You always see him one more time. It’s inevitable. And it’s always on a bad hair day.

I’m flying home from a Chi-town visit with the Davis fam. Sporting yoga pants, glasses and a tired green hoodie, I grab my backpack, my book, “Midlife Crisis at 30” (required airplane reading), and board the plane.

I spot him immediately. Or at least the back of his head. He’s 25 feet ahead of me, but it’s a whole “back of his head like the back of my hand” thing. I know it’s him. I just don’t know how to react.

Ben and I had an on again, off again, on (me) again five-month stint about four years ago. Haven’t seen him since. There was no heated argument or “we need to talk.” The relationship just ran out of ink, faded away. OK, fine — he stopped calling. After he pulled the Elijah, I kept hoping for one more chance, one more call, one more date, when he’d see me and realize he’d made a huge mistake.

But this was not the moment I imagined. This was not the outfit I saw myself wearing. This was not the book I wanted to be caught reading.

With Ben’s noggin in clear view, I analyze my options and do what any self-sufficient woman would do. I duck behind the tall dude in front of me. Chances are, I’ll be seated rows in front of Ben and he’ll never know I’m here. I’m short. I’m blonde. I can blend.

As I inch down the aisle, I realize blending’s not an option. Because sitting right next to me, assigned to the aisle seat across from mine, is my ex, Ben. The stewardess asks that I return my jaw to the upright position, because we’re ready for takeoff.

I throw my frozen deep dish in the overhead, my JanSport under the seat, and hear, “Carin?”

“Ben, hey…. Wow. How funny is this? How are you?”
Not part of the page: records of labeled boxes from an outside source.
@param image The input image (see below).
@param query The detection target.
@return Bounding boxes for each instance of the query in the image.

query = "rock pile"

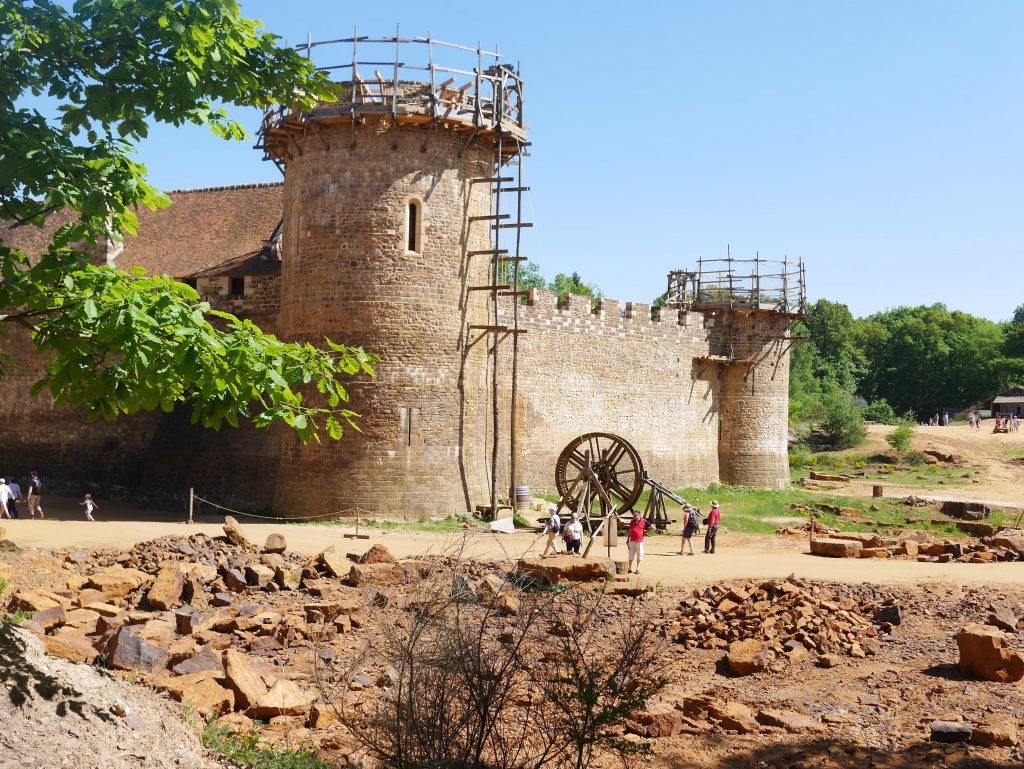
[662,578,901,675]
[798,522,1024,563]
[1,519,436,727]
This should make for good in-flight entertainment. I frantically sit on my book, pull the scrunchie from my hair, and pray my glasses scream sexy librarian. In the movies, the ex run-in always occurs in a great dress on a fun date with a new guy. In real life, no such thing.

My friend, Angel, ran into her ex while walking home from pottery class covered in clay. My friend Jen saw her former beau at the gym. I bumped into an ex at the Pavilions checkout. I was buying wine, ice cream and a 12 pack — of toilet paper. Not exactly the stuff of a Meg Ryan rom-com. And now I’m trapped on a 4 1/2 hour, 1,749-mile friendly skies reunion with no place to go but aisle. And I thought the worst thing about this flight was going to be my kosher meal.
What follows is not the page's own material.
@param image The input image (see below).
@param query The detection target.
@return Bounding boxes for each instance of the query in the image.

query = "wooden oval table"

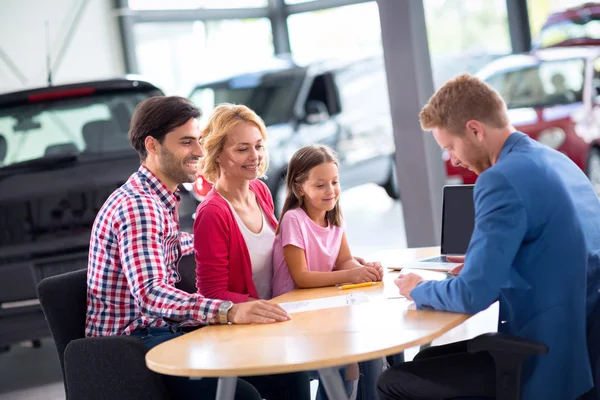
[146,247,470,400]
“This is so great, Carin. What’s going on with you? What are you up to?”

Ladies and gentlemen, the captain has turned on the fasten your seat belt sign, we are about to experience turbulence.

It’s not that I didn’t want to see Ben; I just didn’t want to see him like this. Ben’s supposed to think I’m cute and successful and happy. I’m supposed to wow him with my impossible beauty and enviable career. I want him to think I’m stunning and funny and the one that got away. But with the way I look right now, he’s probably thinking, thank God he got away.

I know, I know — why do I care what a boyfriend from six boyfriends ago thinks? I guess it’s an ego thing. A whole “I Want You to Want Me,” “I Will Survive,” “Ain’t Nothing Gonna Break My Stride” remix. The look on his face when he grasps that he was right — it wasn’t me, it was him — is the ultimate “I told you so, your loss buddy, I still got it” confidence booster.

Two bags of free pretzels later, Ben and I move beyond “what’s a five-letter word for awkward” and talk careers, life, even current dating sitches. I don’t feel a thing. And not just because I pounded two mid-flight mini-vodkas. I no longer have feelings for Ben. Not a yearning, a pulled heartstring or a mile-high urge. Guess my emotional baggage shifted during flight. Ben’s a great guy, a smart guy, but not everything I built him up to be. This run-in made me realize his opinion doesn’t matter. Bad travel clothes aside, I’m doing just fine on my own.

Besides it’s not like he’s doing that well. He is flying coach.